- Born: 26 February 1972 (age 54) Reykjavík, Iceland
- Education: University of Iceland University of Edinburgh
- Occupation: Television host
- Employer: RÚV
- Known for: Laugardagskvöld með Gísla Marteini Vikan með Gísla Marteini

= Gísli Marteinn Baldursson =

Icelandic TV host and politician (born 1972)

Gísli Marteinn Baldursson (born 26 February 1972) is an Icelandic television host and a former politician. He is known for hosting the talk shows Laugardagskvöld með Gísla Marteini and Vikan með Gísla Marteini as well as the broadcasts of the Eurovision Song Contest.

==Early life==
Gísli grew up in Hólar in Breiðholt where he lived until his twenties when he moved to Vesturbær.

==Television career==
Gísli Marteinn started working at RÚV in 1997, first as a journalist and later as a programmer. He was the initiator of the show Kastljós in 2000. In 2002, he started hosting the talk show Laugardagskvöld með Gísla Marteini. In 2003, he won the Edda Award for Best Television Personality. In 2013 he hosted the show Sunnudagsmorgun.
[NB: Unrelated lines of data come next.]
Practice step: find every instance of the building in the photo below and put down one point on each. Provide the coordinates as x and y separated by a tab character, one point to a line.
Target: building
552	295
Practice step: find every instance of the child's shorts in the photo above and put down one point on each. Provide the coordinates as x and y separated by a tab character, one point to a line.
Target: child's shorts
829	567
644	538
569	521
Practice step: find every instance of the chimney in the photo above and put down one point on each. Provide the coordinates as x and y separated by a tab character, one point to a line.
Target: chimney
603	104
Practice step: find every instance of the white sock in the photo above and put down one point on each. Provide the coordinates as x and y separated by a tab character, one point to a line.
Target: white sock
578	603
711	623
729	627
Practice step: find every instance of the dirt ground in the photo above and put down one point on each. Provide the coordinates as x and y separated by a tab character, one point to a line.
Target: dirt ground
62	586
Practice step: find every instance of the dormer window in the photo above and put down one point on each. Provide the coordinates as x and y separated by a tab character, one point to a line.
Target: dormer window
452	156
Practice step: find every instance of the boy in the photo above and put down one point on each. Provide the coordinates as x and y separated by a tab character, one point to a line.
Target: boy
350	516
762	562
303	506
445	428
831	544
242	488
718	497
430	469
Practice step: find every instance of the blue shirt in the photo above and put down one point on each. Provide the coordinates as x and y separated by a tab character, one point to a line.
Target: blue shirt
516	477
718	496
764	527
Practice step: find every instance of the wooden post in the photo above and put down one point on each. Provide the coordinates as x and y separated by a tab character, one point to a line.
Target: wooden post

He provided commentary for the broadcasts of the Eurovision Song Contest from 1999 to 2005 and again from 2016 to 2023. He declined to provide commentary in 2024 due Israel's advance on Gaza, and the lack of reaction from the contest organisers.

==Political career==
Gísli Marteinn was a city representative for the Independence Party in the Reykjavík City Council from 2005 to 2013. He was previously a deputy representative from 2003 to 2005. He left politics in 2013 and returned to television.

== In popular culture ==
Gísli is referenced briefly in the lyrics of "Róa", a song by the electronic duo Væb, which represented Iceland in the 2025 Eurovision Song Contest. Væb's Eurovision follow-up album Væbout includes a 47-second track titled "Gísli Marteinn".